According to Jennifer Lewis, senior director—retirement with Willis Towers Watson, the main drivers of funded status improvement in 2021 were rising interest rates used to determine plan obligations and strong investment returns. According to the analysis, pension plan assets increased slightly (1%) in 2021, finishing the year at $1.67 trillion. Overall investment returns are estimated to have averaged 8.9% in 2021, although returns varied by asset class. Domestic large-cap equities grew 29%, while domestic small/mid-cap equities saw gains of 18%. Aggregate bonds recognized losses of -2%, while long corporate and long government bonds, typically used in liability-driven investing strategies, realized losses of -1% and -5%, respectively. Other factors: Asset growth was limited by a record year in pension risk transfers and lower-than-average cash contributions.

The positive factors might not provide the same boost in 2022, Lewis notes: “In the first two months of 2022, the economic factors have moved in opposite directions. Interest rates continue to rise, while equity returns were negative or near zero.
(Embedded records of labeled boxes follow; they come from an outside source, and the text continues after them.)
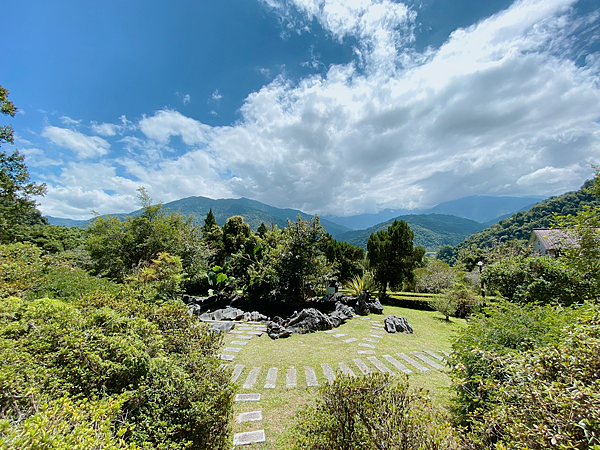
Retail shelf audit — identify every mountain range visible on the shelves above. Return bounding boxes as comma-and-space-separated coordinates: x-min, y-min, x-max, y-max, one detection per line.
47, 192, 540, 252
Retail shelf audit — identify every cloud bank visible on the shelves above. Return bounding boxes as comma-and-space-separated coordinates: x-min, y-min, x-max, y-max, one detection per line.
29, 0, 600, 218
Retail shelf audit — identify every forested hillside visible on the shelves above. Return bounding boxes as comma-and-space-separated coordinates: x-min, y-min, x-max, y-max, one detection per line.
452, 180, 600, 254
336, 214, 484, 252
Political and macroeconomic factors could weigh heavily on results in the near-term.”

As the report stated, pension risk transfers had a record year. One possible consequence of their improved funded status is that more plans will consider these transfers to offload part or all of their plan liabilities. “We expect some plan sponsors who have better positioned their plans to withstand market risk will continue to move forward with planned actions,” says Lewis. “This includes some frozen plans considering or executing full plan terminations.”

Not So Good News for DC Plans

On March 1, Morningstar subsidiary Morningstar Investment Management LLC’s Workplace Solutions group announced the formation of the Morningstar Center for Retirement and Policy Studies. The center’s first issue brief, Retirement Plan Landscape Report by Aron Szapiro and Lia Mitchell, examines four aspects of the U.S. retirement system, including: trends across coverage, assets and numbers of defined-contribution plans; costs to workers and retirees within these plans, as well as their investments; the kinds of investments held by these plans; and the continued role of defined-benefit plans for today's retirees.

The report highlights several key findings: 

  • Defined contribution plans saw a $4.61 trillion outflow of money from 2011 to 2020. These outflows, which the authors believe are likely due mostly to rollovers and cash-outs, reduce plan assets, which in turn leads to higher asset management fees and lower returns for participants.
  • Plan costs vary widely, with some participants in small plans paying around double that of participants at larger plans. The authors note that “these differences in fees can add up, leaving participants with fewer assets at retirement and less ability to achieve their retirement goals.”
  • Plan sponsors appear to have shied away from considering environmental, social and governance (ESG) information and analysis, in part because of regulatory uncertainty. The report contends that this avoidance has exposed the U.S. DC system to greater ESG risk, defined as “the degree to which companies fail to manage ESG risks, potentially imperiling their long-term economic value.” The authors’ advice: Plan sponsors may wish to reexamine their investment choices using an ESG lens.

Given the success of 401(k) plans in at least partly replacing DB plans, I suspect many of us have an optimistic outlook on the U.S. retirement system. But the authors believe that optimism might be ill-founded. Per the report: “At first glance, the U.S. retirement system appears to be stable, but that obscures the fragility of a system that loses thousands of plans and billions of assets every year. … A few years of poor returns would reduce many plans’ assets, their market power, and thus their capacity to offer institutionally priced investment options.”

That’s not the most upbeat news, but it's a well-documented, thought-provoking report that’s worth reading.